The story – found in Daniel 3 – is pretty striking. If it wasn't so full of death and attempted murder it would probably be more popular in Sunday school. The King demands that everyone bows down to worship his proud new golden idol or risk death by furnace. The integrity of Shadrach, Meshach and Abednego forces them to choose the fire. Nebuchadnezzar is incensed by their barefaced rejection, and orders the furnace to be made seven times hotter than usual; so hot that the poor guards who escort the three to certain death are also killed.

When he doesn't hear any blood-curdling screams, the King checks on the three and finds them implausibly still alive and intact, and what's more, they're joined by a fourth, angelic presence.

We rightly praise the three for their courage and faith as they're released and even promoted by the astounded king. They believed they would be delivered by the Lord's hand, and that was exactly what happened. But while they did claim that "the God we serve is able to deliver us" (verse 17), we miss so much if we don't read on another verse.

When defying the King they continue, in that sort of weird collective voice only found in the Bible: "But even if he does not, we want you to know, Your Majesty, that we will not serve your gods or worship the image of gold you have set up."

Or in other words: our faith in God and his goodness is not dependent on him doing this one thing for us now.

We can miss this verse because it turns out to be an apparently unneccesary footnote, a contingency that was thankfully never required. But I'm not sure that's really what it is. In fact, I think the faith of Shadrach, Meshach and Abednego is most impressive because it accepts God is in control whatever happens, not because their faith is ultimately proved well-placed.

I'm not sure I could always say the same thing and really mean it. In total honesty I want God to do the things that I want him to do: to heal me when I'm sick, to keep my bank balance in the black and to open doors when I fancy a new opportunity. Yet even if he does not, that doesn't make him any less powerful, or any less God.

What I want to develop is a faith that's tough enough to acknowledge that, even in the bumpiest moments. Even when the metaphorical flames are licking at my ankles, I want to be able to look to heaven and continue to worship my God who could extinguish them in a second.

A few simple thoughts about how this kind of faith is developed.

First, part of the answer lies in learning to pray, "God, your will be done." It's a pat phrase, but it's also a sentence which sets our priorities the right way round. Of course we want him to do our will, but even more than that, we want him to do his own.

Second, we should learn to practise Christ-like submission. Jesus famously calls the first to be last, but while we might see that as a restrictive, even punitive spiritual pursuit, it's actually a liberating one. Submission means not always having to be right, or more pertinently, not always having to have things our own way. Putting the needs and agendas of others before our own isn't just a good thing to do, it's actually the Kingdom path to our own contentment.

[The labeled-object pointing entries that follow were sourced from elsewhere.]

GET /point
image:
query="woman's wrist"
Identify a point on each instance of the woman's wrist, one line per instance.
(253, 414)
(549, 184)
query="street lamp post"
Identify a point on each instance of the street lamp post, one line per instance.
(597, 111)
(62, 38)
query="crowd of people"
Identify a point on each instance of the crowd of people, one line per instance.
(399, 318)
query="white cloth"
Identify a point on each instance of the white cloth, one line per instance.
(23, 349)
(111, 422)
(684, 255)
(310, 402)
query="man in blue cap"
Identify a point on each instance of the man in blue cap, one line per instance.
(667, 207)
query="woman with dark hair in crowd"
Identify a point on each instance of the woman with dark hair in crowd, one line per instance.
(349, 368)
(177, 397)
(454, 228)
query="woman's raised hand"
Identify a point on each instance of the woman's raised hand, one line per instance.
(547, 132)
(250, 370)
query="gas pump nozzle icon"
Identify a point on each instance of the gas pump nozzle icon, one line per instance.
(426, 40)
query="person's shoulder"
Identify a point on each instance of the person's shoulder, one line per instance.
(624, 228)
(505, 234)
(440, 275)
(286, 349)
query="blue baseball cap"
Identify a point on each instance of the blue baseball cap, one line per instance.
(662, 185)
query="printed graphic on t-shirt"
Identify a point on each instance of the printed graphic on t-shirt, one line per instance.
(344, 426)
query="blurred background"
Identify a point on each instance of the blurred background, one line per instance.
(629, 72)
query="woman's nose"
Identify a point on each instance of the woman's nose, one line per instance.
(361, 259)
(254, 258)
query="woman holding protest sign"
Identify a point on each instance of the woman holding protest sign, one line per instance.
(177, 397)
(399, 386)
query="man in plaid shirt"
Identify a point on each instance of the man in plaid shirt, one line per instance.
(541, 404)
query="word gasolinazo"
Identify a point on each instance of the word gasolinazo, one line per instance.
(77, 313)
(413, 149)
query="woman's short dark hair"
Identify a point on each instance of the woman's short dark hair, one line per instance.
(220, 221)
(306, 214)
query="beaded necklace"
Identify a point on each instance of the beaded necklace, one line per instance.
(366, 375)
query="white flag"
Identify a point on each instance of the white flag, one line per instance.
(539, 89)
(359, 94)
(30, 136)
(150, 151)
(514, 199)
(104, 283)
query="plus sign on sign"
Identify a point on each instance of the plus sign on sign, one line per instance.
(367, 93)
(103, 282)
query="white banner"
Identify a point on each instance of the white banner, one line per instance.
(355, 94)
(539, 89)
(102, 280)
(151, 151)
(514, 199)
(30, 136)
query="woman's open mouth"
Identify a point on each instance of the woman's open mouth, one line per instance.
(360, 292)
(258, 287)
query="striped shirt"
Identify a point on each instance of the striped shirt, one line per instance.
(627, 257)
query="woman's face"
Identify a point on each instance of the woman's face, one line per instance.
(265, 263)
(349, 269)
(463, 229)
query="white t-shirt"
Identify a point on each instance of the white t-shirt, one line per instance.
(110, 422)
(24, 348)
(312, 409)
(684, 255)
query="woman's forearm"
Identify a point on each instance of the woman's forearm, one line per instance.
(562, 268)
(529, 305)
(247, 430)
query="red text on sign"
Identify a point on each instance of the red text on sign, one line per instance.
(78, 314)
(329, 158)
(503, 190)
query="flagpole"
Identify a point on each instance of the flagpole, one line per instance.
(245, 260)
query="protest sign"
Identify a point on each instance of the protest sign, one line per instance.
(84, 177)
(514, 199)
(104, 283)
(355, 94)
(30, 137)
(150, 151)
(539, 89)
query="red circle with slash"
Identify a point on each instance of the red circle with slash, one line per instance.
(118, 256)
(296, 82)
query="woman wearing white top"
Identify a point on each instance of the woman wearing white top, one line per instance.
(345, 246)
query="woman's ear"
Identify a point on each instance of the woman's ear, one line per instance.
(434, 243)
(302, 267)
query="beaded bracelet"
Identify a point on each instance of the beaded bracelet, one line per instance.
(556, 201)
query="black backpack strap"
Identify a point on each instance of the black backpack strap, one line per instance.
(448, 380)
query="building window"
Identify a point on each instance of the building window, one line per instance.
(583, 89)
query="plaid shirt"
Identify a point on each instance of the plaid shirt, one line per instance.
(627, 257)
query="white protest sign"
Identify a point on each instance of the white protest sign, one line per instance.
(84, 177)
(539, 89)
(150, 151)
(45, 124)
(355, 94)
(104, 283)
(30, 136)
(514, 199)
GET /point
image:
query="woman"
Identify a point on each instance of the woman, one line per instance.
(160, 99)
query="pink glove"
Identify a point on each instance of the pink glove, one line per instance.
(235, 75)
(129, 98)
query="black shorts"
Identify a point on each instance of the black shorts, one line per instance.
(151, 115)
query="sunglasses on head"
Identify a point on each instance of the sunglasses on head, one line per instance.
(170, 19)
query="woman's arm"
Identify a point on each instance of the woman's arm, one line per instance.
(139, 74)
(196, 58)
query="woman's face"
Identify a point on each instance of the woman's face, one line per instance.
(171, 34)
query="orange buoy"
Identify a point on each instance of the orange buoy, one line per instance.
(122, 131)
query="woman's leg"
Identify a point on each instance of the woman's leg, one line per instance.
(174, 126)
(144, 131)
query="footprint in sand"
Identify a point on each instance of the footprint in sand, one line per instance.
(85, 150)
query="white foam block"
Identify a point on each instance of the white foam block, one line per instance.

Third, we need to develop an eternal focus. By nature, a society focused on the pleasure of the individual consumer is particularly preoccupied with the here and now. We're probably the most now-focused culture that's ever lived and perhaps the one that's most afraid of its own mortality. By contrast, Shadrach, Meshach and Abednego lived their present in the context of eternity. Part of the reason they had no fear in trusting God was because they had an expectation of joining him forever.

I was astonished this week to hear the uncle of murdered African American Philando Castile – speaking just hours after the death of his nephew – praying "we got to hang on by the strong grip of the lion's paw". That is the kind of faith which believes in God even in the darkest hour, even when the worst nightmare has come true. It's a faith which trusts God even amid the unthinkable and which is somehow able to see the even bigger picture, even in a moment when all seems lost. It is a faith to which I can only aspire – but I do aspire to it.